Atlanta-based Sava adopted a strategic plan to scale down its operations in November 2020, beginning with the transfer of operations of 48 skilled nursing facilities and assisted living properties across eight states by the end of 2021.

According to the plan, Sava intended to circle its wagons around two divisions with properties concentrated in specific geographic regions.

However, in September 2021, the company transitioned an additional 29 long-term care facilities to four regional operators, effectively eliminating the company’s portfolio in Colorado, California and Wyoming.

In April, Ray Thiverge, Sala’s chief strategy officer, told SNN that the company was projecting that long-term care occupancy at its facilities might never fully recover.

According to a Stifel analysis of data compiled by the Centers for Medicare & Medicaid Services (CMS), Sava was still operating 92 nursing homes in the US as late as September.

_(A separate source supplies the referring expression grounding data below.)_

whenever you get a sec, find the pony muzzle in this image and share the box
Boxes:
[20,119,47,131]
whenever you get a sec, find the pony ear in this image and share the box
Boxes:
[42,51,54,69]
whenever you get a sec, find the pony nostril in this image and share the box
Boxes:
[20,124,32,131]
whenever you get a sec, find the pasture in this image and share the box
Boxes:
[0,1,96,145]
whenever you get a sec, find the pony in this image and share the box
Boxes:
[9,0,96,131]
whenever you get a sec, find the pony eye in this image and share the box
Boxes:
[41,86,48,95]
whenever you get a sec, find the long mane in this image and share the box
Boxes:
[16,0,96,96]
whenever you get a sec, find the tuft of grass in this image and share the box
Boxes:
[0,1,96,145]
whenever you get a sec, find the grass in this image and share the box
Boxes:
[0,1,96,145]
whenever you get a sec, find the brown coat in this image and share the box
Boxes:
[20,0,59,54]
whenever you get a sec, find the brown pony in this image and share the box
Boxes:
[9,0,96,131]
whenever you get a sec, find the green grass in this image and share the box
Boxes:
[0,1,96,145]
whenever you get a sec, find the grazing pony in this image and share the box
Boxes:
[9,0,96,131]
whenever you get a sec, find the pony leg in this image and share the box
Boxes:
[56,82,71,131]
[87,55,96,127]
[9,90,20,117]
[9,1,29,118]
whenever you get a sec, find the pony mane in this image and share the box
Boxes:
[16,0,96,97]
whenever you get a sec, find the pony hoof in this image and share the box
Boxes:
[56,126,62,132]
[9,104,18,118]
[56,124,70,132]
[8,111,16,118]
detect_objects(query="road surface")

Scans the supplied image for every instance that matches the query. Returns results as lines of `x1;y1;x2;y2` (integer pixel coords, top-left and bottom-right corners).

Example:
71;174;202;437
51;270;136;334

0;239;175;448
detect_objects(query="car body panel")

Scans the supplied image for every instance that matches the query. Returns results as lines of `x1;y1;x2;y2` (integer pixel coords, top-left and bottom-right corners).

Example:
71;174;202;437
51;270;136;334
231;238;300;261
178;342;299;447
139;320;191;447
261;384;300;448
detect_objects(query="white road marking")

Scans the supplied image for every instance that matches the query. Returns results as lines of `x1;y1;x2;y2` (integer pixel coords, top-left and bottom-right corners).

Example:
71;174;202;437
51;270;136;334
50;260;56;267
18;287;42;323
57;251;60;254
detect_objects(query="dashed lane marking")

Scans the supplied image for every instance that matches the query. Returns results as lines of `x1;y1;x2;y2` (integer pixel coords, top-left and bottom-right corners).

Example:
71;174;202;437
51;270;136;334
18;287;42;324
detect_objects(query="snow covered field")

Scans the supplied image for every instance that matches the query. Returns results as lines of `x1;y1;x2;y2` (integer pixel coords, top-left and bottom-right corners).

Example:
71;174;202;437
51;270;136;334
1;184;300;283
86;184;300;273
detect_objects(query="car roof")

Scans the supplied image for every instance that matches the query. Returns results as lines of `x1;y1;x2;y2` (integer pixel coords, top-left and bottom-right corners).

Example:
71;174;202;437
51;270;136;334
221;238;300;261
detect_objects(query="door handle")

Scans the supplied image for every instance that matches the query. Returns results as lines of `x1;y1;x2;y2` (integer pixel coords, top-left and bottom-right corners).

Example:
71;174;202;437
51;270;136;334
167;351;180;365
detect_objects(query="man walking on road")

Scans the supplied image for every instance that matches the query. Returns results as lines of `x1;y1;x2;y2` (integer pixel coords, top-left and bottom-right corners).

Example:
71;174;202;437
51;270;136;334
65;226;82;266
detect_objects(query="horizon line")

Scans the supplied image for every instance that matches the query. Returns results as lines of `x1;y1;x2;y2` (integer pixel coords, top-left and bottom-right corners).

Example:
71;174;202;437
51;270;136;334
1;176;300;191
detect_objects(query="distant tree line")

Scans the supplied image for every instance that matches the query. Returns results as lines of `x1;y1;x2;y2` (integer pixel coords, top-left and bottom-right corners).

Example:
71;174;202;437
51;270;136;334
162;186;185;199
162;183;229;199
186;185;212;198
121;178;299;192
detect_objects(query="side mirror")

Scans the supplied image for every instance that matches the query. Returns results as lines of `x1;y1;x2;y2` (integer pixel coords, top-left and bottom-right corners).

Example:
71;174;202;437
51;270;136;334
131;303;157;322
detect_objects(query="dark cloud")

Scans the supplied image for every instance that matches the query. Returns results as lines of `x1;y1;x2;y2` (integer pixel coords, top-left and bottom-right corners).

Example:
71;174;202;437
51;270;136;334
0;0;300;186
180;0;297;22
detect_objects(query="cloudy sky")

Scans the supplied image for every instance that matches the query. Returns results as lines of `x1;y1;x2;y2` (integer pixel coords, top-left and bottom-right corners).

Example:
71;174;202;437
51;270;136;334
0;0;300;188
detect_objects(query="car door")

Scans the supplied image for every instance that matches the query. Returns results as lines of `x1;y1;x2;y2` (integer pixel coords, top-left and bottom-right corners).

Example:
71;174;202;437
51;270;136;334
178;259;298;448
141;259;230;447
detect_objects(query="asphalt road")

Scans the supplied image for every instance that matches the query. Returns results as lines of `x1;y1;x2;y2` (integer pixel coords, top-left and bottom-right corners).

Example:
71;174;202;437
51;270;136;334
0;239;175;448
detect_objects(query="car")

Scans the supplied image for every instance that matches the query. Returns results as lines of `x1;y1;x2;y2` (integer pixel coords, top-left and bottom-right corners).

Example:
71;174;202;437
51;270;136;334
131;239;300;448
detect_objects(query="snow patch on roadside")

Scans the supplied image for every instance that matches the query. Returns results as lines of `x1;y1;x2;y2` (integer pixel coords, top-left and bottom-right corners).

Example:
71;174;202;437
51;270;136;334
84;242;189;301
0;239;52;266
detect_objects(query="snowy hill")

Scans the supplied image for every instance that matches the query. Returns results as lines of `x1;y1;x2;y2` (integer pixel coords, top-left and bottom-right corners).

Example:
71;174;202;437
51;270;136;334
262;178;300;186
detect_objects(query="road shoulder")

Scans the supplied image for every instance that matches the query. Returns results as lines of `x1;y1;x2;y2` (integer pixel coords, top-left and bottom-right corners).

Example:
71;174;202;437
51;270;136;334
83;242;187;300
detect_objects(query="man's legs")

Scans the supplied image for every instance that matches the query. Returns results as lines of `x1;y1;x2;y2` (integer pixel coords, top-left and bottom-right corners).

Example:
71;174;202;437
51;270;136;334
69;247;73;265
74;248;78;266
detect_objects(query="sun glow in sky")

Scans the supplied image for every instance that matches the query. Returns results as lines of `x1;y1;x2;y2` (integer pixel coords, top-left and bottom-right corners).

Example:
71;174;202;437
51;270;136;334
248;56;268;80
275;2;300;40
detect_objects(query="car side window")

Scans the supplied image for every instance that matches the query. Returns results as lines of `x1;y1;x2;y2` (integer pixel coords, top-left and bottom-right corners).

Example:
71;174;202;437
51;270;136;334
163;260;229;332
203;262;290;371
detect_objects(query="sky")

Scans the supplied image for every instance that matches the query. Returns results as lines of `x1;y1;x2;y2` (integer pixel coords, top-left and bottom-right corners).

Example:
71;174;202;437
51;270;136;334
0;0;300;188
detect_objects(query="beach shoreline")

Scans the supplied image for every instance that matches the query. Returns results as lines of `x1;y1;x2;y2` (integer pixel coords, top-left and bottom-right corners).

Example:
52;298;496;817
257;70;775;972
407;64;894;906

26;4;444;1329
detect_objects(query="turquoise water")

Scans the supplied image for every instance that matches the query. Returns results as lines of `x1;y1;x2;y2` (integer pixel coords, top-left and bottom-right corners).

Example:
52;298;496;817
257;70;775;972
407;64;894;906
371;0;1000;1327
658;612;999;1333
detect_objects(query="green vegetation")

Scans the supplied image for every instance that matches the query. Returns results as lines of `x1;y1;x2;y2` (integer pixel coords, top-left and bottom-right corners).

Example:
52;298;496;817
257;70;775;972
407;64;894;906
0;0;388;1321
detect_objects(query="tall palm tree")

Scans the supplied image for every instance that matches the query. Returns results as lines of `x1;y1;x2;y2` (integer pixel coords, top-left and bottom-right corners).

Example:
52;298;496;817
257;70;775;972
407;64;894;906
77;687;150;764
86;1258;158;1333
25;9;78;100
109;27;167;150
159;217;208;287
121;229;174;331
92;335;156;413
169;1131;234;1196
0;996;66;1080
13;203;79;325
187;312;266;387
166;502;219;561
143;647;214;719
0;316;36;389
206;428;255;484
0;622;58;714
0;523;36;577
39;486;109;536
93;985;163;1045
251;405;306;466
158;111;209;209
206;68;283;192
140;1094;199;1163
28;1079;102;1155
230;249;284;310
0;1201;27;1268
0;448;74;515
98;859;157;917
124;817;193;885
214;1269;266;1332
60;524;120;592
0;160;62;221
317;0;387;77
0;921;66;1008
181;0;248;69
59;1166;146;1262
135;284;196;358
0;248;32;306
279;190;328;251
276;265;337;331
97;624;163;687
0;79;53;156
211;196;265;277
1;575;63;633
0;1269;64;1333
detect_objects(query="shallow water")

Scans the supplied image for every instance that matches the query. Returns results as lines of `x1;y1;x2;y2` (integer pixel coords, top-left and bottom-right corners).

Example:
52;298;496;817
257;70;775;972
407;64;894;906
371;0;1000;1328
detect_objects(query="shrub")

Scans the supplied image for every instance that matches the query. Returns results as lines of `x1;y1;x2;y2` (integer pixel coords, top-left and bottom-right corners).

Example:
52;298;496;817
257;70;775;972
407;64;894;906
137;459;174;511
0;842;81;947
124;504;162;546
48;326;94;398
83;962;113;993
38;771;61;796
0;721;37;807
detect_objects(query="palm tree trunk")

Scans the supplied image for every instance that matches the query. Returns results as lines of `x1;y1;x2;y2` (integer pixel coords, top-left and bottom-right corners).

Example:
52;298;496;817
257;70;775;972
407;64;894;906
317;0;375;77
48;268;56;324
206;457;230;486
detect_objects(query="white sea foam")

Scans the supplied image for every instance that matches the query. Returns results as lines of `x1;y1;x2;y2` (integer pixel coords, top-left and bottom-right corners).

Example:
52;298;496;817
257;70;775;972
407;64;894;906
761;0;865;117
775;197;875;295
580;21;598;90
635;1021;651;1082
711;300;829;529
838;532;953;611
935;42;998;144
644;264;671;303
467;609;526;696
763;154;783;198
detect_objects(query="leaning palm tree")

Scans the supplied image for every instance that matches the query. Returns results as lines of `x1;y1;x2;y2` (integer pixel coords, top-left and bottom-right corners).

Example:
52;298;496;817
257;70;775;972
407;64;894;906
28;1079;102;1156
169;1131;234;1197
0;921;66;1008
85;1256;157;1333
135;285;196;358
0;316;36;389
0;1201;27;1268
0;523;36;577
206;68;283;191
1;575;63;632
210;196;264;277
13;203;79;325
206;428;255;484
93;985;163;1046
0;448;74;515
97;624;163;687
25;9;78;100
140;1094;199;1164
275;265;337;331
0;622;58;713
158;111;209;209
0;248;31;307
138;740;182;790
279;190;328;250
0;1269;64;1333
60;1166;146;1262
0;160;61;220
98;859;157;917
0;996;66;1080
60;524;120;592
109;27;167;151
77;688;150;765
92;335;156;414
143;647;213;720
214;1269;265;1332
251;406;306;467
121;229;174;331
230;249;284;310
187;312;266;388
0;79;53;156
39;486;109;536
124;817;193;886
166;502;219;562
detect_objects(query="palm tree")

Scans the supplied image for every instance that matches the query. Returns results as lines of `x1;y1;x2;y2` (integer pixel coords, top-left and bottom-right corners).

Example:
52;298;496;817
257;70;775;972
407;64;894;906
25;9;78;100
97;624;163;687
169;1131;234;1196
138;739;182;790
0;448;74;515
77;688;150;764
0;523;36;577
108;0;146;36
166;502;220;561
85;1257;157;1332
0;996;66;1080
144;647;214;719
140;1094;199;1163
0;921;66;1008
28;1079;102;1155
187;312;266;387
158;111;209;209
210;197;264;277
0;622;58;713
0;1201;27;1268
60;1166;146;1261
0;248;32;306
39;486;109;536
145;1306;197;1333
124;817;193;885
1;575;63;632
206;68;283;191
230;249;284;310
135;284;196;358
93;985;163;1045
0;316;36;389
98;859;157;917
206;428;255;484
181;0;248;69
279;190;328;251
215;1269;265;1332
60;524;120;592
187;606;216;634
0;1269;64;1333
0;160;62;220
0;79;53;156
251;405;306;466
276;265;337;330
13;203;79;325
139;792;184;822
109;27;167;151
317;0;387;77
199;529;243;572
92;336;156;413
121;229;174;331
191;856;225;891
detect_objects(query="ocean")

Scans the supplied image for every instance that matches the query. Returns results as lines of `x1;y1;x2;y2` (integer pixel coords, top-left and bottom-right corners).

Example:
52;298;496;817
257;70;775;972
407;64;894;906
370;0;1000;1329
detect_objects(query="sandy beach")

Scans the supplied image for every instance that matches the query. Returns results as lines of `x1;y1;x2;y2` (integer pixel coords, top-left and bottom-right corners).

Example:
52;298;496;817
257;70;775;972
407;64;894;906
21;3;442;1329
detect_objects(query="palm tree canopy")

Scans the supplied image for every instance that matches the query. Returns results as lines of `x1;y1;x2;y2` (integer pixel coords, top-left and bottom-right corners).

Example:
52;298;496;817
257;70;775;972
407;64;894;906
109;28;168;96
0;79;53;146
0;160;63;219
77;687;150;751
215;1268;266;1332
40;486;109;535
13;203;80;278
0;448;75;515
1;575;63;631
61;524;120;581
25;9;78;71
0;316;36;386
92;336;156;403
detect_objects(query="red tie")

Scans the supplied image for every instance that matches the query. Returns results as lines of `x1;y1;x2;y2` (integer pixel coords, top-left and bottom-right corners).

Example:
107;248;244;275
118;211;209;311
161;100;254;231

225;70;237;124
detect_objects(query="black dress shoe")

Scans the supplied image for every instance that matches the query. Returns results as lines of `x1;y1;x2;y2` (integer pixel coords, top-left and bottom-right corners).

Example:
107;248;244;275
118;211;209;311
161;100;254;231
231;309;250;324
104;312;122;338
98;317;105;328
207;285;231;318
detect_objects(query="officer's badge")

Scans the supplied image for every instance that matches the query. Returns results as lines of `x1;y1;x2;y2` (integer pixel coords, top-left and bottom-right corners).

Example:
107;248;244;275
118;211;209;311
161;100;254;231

According to the ownership data released by CMS in September, the skilled nursing sector remains highly fragmented, with a third of SNFs being single-site operations; 53% of the remaining 606 multi-facility providers have less than 10 facilities; 28 have 50 buildings or more.

Larger nursing home operators are scaling down or rebranding themselves as regional operators. Brickyard Healthcare—formerly Golden LivingCenters, with a national portfolio—now calls itself a Midwest operator after downsizing its operations to 23 locations in Indiana.